Technology developers have known for years that dislodging what’s established takes a product that’s a significant improvement over what’s available, not just a marginal one. Just look at what happened to 50 years of vinyl with the advent of smaller, more durable CDs. The same rule applies to online shopping, something many e-retailers either ignored or didn’t realize.
“A mistake online retailers made was to assume that all they had to do was mimic what happens in the offline world and apply it online-that added value wasn’t that important,” says Schwartz. “They thought that as long as you did a lot of mass media advertising and had nice prices and offered things like quick shipment, the convenience alone would enable you to survive.”
Pressed for more sales, a number of e-retailers have done what offline stores sometimes do: throw more SKUs at the problem. But the risk there is that already-wobbly web offerings could spread themselves too thin.

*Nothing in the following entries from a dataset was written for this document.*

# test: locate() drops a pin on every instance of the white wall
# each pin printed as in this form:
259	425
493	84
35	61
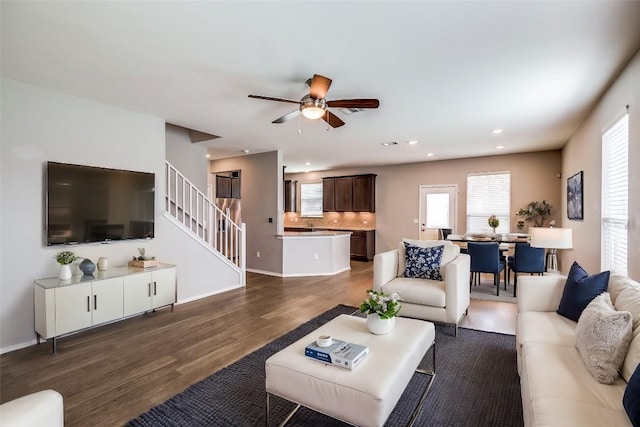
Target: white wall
261	191
189	158
39	125
583	152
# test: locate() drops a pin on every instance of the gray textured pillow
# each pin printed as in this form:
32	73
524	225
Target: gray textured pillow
602	338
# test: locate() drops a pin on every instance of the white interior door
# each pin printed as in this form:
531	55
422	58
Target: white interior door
438	205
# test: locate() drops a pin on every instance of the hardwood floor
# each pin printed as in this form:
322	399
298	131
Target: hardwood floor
113	373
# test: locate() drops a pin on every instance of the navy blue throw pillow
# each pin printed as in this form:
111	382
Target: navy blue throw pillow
423	263
631	398
579	290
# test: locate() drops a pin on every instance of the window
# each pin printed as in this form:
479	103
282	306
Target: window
311	199
488	194
615	197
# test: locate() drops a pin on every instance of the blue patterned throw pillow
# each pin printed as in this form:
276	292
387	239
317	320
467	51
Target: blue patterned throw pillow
423	263
579	290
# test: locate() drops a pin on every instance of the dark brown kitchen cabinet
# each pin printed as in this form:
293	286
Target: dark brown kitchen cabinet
364	193
363	244
328	195
223	186
343	194
227	187
349	193
290	199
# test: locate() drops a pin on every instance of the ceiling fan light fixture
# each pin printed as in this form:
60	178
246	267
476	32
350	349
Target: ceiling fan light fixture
312	113
313	108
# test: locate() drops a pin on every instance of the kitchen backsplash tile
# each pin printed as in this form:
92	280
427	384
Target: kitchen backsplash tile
347	220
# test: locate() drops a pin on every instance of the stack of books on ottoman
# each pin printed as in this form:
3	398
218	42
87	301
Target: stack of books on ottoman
336	352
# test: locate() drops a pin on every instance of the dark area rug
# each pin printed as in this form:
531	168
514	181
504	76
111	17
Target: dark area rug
476	384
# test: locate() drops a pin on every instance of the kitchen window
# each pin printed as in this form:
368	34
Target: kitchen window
488	194
615	197
311	199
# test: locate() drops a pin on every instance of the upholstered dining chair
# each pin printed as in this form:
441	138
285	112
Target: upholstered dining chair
485	258
525	259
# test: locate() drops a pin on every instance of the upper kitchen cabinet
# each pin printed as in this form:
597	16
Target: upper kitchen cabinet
343	195
228	186
364	193
349	193
290	196
328	195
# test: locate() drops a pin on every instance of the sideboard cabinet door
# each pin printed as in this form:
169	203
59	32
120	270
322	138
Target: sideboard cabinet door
137	293
106	301
73	308
164	287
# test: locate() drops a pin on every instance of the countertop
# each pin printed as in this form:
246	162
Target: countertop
332	228
313	234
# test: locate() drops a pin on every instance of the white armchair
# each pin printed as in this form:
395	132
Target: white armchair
43	408
433	300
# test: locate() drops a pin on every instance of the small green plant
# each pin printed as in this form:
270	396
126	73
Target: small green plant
66	257
386	306
536	212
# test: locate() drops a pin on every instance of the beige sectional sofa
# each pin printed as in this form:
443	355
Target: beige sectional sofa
557	388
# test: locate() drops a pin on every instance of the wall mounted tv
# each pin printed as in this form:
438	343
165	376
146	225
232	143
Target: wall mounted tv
89	204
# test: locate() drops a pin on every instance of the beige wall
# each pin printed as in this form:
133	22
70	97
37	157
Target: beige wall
533	177
583	152
261	191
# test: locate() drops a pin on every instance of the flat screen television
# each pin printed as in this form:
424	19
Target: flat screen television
90	204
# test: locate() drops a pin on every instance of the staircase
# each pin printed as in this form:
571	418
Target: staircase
199	217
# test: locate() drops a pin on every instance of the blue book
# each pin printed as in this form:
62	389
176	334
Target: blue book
339	353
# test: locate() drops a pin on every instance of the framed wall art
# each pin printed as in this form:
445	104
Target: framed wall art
575	200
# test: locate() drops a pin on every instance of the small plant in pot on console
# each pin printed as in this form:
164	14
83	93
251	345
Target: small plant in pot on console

More.com, for instance, an online drugstore, has added holistic products to a lineup of products that already weren’t racking up big sales, says Dougherty. “If you don’t already sell a certain number of SKUs well, adding more is not going to correct that problem,” she adds “Adding more selection is definitely not a good Band-Aid.”

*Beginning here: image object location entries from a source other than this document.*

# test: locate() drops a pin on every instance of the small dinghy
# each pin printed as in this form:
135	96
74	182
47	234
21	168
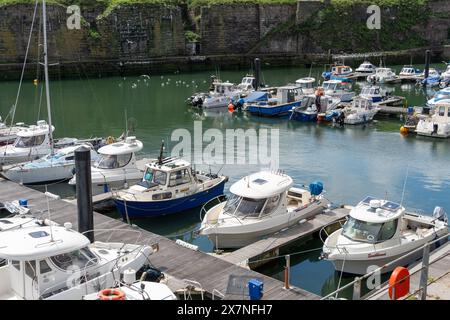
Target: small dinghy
378	232
261	204
169	186
59	166
115	166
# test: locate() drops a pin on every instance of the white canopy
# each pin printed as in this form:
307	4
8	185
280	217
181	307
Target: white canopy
262	185
130	145
35	243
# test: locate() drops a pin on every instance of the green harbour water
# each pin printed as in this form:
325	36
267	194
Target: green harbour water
352	162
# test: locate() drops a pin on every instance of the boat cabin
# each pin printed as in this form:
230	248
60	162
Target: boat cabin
373	221
33	136
408	71
247	83
306	83
225	88
362	103
341	70
288	94
41	259
119	154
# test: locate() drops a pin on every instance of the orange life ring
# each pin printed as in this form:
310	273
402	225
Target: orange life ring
399	283
111	294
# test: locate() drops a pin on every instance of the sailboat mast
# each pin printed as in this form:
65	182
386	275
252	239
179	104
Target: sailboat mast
47	85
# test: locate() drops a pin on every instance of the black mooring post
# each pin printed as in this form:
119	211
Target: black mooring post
257	73
427	65
84	192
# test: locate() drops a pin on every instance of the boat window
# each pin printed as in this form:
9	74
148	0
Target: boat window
272	204
358	230
179	177
231	205
159	177
44	267
249	207
76	258
27	142
388	230
30	268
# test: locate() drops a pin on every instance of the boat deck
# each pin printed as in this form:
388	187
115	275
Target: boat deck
438	277
176	261
262	251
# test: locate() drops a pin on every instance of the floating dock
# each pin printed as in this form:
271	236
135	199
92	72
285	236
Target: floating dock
216	276
264	250
438	278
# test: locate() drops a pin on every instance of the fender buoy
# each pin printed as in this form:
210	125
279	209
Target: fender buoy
111	294
399	283
403	130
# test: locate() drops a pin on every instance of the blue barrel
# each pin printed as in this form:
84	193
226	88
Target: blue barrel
23	202
316	188
255	289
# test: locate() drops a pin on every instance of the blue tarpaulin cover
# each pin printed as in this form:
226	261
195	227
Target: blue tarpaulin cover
256	96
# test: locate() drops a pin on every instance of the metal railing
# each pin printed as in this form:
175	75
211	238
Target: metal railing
356	284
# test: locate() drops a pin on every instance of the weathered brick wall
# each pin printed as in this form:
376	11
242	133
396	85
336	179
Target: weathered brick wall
128	32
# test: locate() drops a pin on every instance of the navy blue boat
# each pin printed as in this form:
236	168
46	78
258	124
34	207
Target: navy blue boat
169	186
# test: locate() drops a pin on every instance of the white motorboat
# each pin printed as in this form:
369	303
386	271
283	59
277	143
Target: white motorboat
52	167
383	75
338	89
58	263
261	204
366	68
116	166
306	84
361	111
446	74
438	124
31	143
168	186
408	72
378	232
8	134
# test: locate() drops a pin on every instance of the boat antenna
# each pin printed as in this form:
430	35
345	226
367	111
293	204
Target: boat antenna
47	85
161	153
49	212
404	185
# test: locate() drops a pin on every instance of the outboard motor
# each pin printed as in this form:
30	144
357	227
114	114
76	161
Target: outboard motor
440	214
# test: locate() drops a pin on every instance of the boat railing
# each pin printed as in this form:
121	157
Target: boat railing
356	283
90	275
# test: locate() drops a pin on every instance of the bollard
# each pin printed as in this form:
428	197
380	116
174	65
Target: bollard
257	73
424	273
287	272
84	192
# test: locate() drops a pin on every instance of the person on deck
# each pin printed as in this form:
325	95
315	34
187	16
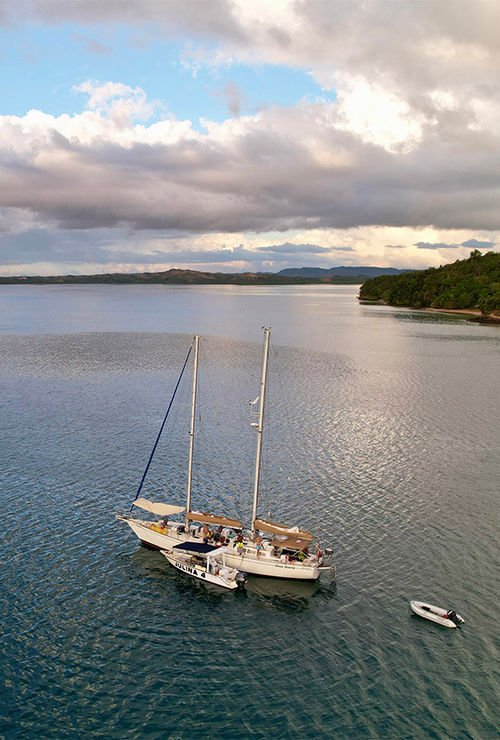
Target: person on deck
258	544
206	534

What’s clear now is that to succeed, online merchants must deliver all the best parts of the offline experience to shoppers-and more. Analysts say one reason sales at Amazon ramped up so quickly is that the site dreamed up and offered unique features to web shoppers that they couldn’t get in a store, such as allowing them to write their own product reviews and recommending to shoppers other books they might like based on their personal profiles. “Catalogs have been around for decades,” points out Schwartz. “If all online shopping offers is the convenience of not having to go to a store, that’s not going to cut it.” Instead, to win, e-retailers must offer features that differentiate them from-and improve on by an order of magnitude-what other shopping environments offer.
A tale of two worlds
Short of scrutinizing partnerships to make sure they pay off and reining in spending, what can e-retailers to do to survive and thrive in the shakeout? Plenty, say the experts. (see “Online and in the Black”, p. 40.) Some companies are upping their chances of success by keeping their focus narrow. Take gift site RedEnvelope.com. “They don’t try to be a Wal-Mart and offer everything to everybody,” says Bartels. “Instead, they focus on finding the types of gifts people with good taste would like to give to their friends.”

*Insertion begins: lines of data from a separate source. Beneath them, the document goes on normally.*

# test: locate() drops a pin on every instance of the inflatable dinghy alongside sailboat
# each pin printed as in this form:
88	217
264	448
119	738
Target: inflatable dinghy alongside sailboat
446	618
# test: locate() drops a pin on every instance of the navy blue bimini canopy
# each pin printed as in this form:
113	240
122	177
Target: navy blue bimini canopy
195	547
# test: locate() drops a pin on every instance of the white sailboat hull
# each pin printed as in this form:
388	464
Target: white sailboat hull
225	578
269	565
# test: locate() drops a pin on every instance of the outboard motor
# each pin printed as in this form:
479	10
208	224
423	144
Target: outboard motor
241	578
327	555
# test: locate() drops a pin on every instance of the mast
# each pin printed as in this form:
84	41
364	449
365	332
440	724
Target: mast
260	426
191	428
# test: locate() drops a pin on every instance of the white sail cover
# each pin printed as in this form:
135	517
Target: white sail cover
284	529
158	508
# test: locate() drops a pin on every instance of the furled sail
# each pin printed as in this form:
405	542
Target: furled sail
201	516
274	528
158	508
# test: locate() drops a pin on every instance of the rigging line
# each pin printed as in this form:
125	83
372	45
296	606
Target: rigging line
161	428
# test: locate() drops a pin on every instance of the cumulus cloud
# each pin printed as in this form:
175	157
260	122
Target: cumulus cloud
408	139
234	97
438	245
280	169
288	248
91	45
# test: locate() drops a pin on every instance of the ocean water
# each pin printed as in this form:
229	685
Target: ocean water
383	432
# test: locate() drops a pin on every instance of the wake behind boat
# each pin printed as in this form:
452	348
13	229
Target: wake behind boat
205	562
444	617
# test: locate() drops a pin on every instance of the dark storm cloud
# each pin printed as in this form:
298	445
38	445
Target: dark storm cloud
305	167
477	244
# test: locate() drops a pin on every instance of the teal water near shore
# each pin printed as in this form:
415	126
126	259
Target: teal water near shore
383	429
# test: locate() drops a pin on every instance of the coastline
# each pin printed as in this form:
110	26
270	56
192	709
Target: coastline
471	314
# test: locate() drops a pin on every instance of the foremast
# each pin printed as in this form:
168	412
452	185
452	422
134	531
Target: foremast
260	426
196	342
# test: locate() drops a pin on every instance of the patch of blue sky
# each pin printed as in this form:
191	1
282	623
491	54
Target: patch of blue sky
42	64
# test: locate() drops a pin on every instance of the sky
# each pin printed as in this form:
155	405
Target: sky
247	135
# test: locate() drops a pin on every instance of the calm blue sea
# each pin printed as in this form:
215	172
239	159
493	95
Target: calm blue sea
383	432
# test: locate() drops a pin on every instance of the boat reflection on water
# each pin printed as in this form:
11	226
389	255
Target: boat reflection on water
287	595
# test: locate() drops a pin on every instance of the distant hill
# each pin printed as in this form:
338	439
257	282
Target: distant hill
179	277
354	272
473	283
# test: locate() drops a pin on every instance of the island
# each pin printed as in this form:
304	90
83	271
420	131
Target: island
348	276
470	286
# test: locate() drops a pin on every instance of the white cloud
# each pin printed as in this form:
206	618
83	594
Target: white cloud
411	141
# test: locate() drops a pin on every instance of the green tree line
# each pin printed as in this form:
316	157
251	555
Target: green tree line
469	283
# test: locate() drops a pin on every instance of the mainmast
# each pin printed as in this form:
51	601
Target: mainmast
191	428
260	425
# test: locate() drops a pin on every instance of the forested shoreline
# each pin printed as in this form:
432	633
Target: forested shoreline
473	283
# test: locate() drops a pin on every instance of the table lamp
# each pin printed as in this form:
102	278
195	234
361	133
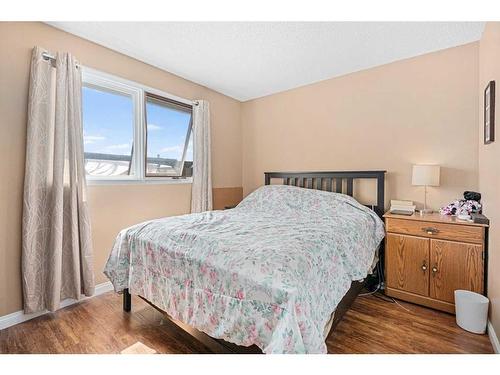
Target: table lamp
425	175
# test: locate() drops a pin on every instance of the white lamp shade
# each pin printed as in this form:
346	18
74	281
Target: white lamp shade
427	175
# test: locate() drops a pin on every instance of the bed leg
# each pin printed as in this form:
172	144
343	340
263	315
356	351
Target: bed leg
127	300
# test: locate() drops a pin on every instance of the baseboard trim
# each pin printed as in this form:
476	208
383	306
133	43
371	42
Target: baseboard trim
19	316
493	338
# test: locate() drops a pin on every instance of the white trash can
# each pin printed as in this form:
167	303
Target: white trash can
471	311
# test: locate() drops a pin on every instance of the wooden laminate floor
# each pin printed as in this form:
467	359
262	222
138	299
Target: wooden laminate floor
372	325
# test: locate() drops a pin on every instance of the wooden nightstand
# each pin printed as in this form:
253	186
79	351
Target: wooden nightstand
428	257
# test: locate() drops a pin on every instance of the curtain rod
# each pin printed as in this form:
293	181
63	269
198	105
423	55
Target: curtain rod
51	58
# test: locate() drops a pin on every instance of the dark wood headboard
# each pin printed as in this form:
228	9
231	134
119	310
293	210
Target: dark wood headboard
333	181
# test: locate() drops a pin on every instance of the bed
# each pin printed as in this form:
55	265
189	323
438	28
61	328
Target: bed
274	274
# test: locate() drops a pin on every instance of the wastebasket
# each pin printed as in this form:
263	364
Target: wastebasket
471	311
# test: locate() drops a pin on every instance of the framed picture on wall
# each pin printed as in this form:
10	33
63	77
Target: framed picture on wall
489	113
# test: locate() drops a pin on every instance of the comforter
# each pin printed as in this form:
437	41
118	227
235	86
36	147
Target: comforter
269	272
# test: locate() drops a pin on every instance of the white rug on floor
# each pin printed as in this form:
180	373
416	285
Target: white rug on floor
138	348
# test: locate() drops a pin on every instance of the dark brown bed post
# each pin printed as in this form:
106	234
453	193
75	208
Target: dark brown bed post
127	300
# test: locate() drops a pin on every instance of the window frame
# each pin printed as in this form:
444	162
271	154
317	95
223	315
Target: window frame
105	81
171	102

Other companies are broadening focus to go after other opportunities. Ubid.com, for example, a consumer auction site, has announced plans to add a separate, dedicated site targeting the lucrative b2b market.
Many e-retailer also are spending on new technologies such as personalization tools to drive more sales from traffic already coming to their sites rather than pouring more money into increasing traffic. And when technology vendors are willing to accept payment per transaction, e-retailers’ upfront investment to add such features drops. Jeff DeCoux, president and CEO of personalization software company eCustomers, says even a small degree of personalization can go a long way toward serving shoppers better-and driving up sales. “Let’s say you walk into a general merchandiser in Minnesota in the middle of winter. It’s appropriate for you to see snow blowers. Walk into the same merchandiser in Texas, and it isn’t. Yet when you log onto their web store, you get a big blend of all the products they stock from point to point. Customers have a difficult time tracking down what they want. It’s a one size fits all approach, and we wonder why conversions aren’t more effective,” he says. The Austin, Texas-based company this spring rolled out software that transmits shopper preferences to participating web merchants as an anonymous score linked to corresponding demographic profiles that let the merchant instantly tailor web site content to the shopper’s interests. It also gives shoppers the ability to access and change their information to reflect what they want to see on different shopping occasions.